I am using “raw_test_setup()” to fill the board with random data. I have tried various chipshouter configurations but none seem to work (I have used only basic pulse with different voltage, pulse width, pulse repeat and pulse deadtime). I have also tried various Z axis distances, including the probe almost touching the memory chip (1mm space between the board and the probe).
Am I doing something wrong?
It sounds like you have been able to manually glitch ballistic gel, but you’re not able to get successful glitches with your 3D printer? What was different when you did have successful glitches?
Nothing. the only thing that has changed is device trigger method. If I point it at the ballistic gel and manually press the button I can see faults being inserted after running raw_test_compare(). However if I use the same device setting and the same position but the trigger is done via cs.pulse = 1 I get no faults inserted.
Can you show me how you are programming the ChipShouter?
I can only upload it this way since I am new user
This is just for debugging purposes to see if it is working with the python api. In practice I am using genetic algorithm to search the parameter space to find the most suitable combination for fault injeciton - minimising bits changed
Ok - BTW in the future if you can copy/paste as text, you won’t have upload limitations, and it’s easier for us to look into.
What you have looks OK; I recommend you go back to first principles:
- Pick a tip and a target that you know you can manually glitch fairly easily (e.g. 4mm tip, CW322, lower right corner).
- Now change to Python API mode; you should be able to glitch from the API as follows:
cs.reset_config = 1
cs.armed = 1
cs.pulse = 1
…and then build from there.
I might have figured out what was wrong.
Commands:
cs.armed = True
cs.pulse = 1
doesn’t seem to work when they are executed without pause in-between them such as:
time.sleep(1)
My guess is that if you try to fire right after arming there is not enough time for the device to charge up and it either fires with low voltage or some internal mekanism stops it from executing the fire completely but it doesnt show up as error. After I added the sleep command in-between the commands it started generating device configurations which were producing faults.
Before requesting the sleep all the time I had this line set up:
while not device.ready_for_commands():
time.sleep(1)
but I guess the function flagged the device as ready even if it wasn’t charged.
Sorry for the confusion. If you refer to the CS API page, ready_for_commands()
indicates CS is “ready to communicate”, which is not the same as “ready to pulse”.

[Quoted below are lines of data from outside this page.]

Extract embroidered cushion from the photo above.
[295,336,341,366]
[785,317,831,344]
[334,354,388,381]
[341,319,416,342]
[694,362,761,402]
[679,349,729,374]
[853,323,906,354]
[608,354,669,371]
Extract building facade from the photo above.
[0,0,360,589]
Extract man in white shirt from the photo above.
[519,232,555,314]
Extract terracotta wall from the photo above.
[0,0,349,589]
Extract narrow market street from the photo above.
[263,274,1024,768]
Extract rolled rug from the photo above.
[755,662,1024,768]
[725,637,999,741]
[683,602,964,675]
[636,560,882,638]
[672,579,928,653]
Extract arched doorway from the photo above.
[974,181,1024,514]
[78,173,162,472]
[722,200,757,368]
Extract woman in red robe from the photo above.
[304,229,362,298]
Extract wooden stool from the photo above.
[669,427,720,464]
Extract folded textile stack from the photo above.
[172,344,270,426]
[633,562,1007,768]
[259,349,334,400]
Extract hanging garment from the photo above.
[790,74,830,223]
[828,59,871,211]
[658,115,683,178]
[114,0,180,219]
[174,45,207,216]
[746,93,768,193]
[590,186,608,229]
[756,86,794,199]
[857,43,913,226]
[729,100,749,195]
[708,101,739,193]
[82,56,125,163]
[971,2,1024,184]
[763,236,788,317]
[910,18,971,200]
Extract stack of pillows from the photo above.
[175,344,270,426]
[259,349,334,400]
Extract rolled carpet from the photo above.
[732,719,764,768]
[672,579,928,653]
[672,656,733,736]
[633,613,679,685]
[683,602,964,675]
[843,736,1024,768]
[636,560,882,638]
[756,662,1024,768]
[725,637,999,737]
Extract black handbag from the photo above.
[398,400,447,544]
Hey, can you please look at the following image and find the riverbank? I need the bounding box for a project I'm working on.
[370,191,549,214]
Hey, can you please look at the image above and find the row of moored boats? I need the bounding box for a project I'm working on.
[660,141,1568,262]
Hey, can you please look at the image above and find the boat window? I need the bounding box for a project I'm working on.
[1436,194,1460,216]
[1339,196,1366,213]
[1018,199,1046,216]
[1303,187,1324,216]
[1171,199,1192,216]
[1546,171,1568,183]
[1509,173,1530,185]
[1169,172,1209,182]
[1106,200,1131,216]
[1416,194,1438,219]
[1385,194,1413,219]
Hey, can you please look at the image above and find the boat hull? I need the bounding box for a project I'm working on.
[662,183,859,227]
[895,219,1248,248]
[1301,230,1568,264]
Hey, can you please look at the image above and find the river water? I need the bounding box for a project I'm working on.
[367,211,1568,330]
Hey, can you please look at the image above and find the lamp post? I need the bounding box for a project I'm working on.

You can either use a fixed sleep time, or you can query cs.armed
:
cs.armed = 1
while not cs.armed:
print('arming...')
time.sleep(0.1)
print('armed!')
Is there a similar way to see if the device is still firing, so I don’t disarm it by accident? I am not sure if i can read cs.pulse == 1
.
No. But the length of a pulse (or series of pulses) that cs.pulse = 1
kicks off is something you know and control.
Thank you for you help so far! Do you have any tips on how to get the 1mm probe to work? Some sample chipshouter settings that might produce faults on ballistic gel. Because I had no luck with those probes so far.